Scientists engineer a virus to take out cancer cells and their accomplices
Part of what makes carcinoma cells, the most common kind of cancer cell, so potent and deadly is the helping hand they receive from their neighbors. Known as cancer-associated fibroblasts, these nearby cells aid and abet the sinister machinations of the mutating cancer cells by shielding them from the body's immune system. Scientists have now developed a pioneering two-pronged virus that can target both, a new tool they describe as the first of its kind.
Among the several promising aspects of this new research is the fact that it is based on a virus already in use in clinical trials. Called enadenotucirev, the virus has been bred to infect only cancer cells and leave healthy cells untouched as a way of treating carcinomas, and promising early results suggest it may give the body's natural immune response a boost along the way.
Scientists at the University of Oxford looked to equip enadenotucirev with more cancer-fighting potential by making some alterations. Their modified version of the virus include genetic instructions that prompt infected cancer calls to produce a special type of protein called a bispecific T-cell engager.
This protein is what joins the dots, literally binding to the cancer-associated fibroblasts at one end and powerful immune T-cells at the other. This marriage quickly achieves results as the T-cells go about killing off the attached fibroblasts.
"We hijacked the virus's machinery so the T-cell engager would be made only in infected cancer cells and nowhere else in the body," says Dr Joshua Freedman, from the Department of Oncology at the University of Oxford, first author on the study. "The T-cell engager molecule is so powerful that it can activate immune cells inside the tumor, which are being suppressed by the cancer, to attack the fibroblasts."
The scientists say this marks the first time that cancer-associated fibroblasts within solid tumors have been targeted in this way, but it is still early days for the promising technology. Their work so far has only demonstrated its cancer-killing properties in mice and in human cancer cell samples in the lab, and when it comes to translating those results to the human body there are a lot of unknowns.
For example, therapies that have been developed to target the cancer-associated fibroblasts also carry the risk of killing other innocent fibroblasts around the body. Though there are plenty of other uncertainties around how the human body would respond to the treatment, the scientists say there a some positive signs regarding this particular side effect.
Their experiments put the virus to work against solid prostate cancer tumor samples along with healthy bone marrow, and they found that it caused no toxicity or unwanted T-cell activation in healthy regions. And given that enadenotucirev is already undergoing trials in humans, there is hope that their modified version could also reach clinical trials as soon as next year.
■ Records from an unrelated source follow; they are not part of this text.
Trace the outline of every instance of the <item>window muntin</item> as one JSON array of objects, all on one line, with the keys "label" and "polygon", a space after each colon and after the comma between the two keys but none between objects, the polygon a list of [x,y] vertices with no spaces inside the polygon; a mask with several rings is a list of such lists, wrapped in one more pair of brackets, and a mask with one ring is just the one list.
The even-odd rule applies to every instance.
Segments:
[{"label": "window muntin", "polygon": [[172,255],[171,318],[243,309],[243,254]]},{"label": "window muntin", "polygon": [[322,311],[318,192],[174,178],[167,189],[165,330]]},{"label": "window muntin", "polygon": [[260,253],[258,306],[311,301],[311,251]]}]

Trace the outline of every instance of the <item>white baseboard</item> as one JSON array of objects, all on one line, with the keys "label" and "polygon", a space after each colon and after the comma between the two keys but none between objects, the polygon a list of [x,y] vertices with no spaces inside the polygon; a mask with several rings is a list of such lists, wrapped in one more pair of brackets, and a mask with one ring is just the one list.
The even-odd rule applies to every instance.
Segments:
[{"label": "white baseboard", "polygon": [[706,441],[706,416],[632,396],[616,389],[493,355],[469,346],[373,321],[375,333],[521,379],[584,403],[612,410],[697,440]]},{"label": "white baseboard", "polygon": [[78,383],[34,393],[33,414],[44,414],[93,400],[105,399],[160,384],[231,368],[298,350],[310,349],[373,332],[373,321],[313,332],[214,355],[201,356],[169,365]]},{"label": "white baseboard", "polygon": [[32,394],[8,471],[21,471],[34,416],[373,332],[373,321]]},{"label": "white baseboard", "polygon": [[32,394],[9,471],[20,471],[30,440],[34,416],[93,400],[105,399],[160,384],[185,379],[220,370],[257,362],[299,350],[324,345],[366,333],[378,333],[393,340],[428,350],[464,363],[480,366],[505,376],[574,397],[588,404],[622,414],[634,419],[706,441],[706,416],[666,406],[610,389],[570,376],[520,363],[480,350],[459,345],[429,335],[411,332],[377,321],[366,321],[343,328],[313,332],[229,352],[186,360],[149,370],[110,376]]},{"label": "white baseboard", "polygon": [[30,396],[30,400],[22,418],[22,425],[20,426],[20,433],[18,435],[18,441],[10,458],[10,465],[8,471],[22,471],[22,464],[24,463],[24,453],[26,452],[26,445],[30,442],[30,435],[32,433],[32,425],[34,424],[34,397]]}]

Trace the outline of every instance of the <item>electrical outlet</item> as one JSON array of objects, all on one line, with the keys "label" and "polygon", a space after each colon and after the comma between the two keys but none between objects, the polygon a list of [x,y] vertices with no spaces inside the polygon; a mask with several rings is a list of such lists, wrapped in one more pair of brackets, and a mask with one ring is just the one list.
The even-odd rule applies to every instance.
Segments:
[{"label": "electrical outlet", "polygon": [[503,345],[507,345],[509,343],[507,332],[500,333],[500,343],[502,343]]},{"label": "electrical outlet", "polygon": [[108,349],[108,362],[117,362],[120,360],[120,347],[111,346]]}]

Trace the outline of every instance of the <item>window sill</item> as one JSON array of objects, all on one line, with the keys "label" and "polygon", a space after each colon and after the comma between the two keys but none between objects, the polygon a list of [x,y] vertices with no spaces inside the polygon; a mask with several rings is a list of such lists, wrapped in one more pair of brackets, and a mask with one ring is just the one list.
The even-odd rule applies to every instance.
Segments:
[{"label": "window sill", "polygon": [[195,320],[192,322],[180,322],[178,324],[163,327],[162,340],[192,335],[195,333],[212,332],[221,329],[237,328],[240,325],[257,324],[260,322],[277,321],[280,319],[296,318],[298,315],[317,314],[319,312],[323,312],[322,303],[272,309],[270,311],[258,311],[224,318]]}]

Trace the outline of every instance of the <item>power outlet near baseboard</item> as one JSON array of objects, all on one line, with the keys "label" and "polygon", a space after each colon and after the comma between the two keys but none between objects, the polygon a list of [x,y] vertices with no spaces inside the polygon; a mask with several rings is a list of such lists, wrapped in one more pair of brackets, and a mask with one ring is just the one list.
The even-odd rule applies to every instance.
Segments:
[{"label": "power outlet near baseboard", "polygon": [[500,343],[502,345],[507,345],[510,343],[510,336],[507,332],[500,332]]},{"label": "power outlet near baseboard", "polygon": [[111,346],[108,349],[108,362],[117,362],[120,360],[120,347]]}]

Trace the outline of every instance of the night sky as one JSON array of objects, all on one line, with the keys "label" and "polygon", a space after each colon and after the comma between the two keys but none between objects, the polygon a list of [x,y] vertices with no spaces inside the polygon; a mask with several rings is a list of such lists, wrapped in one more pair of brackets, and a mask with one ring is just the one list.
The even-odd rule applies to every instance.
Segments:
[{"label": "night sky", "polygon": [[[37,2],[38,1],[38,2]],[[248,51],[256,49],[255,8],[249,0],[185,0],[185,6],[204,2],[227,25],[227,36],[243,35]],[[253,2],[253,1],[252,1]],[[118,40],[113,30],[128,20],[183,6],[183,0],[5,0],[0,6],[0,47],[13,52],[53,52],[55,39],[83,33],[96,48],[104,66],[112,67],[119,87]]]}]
"Even when most of the cancer cells in a carcinoma are killed, fibroblasts can protect the residual cancer cells and help them to recover and flourish," says Dr Kerry Fisher, from the Department of Oncology at the University of Oxford. "Until now, there has not been any way to kill both cancer cells and the fibroblasts protecting them at the same time, without harming the rest of the body. Our new technique to simultaneously target the fibroblasts while killing cancer cells with the virus could be an important step towards reducing immune system suppression within carcinomas and should kick-start the normal immune process."
The team's research was been published in the journal Cancer Research.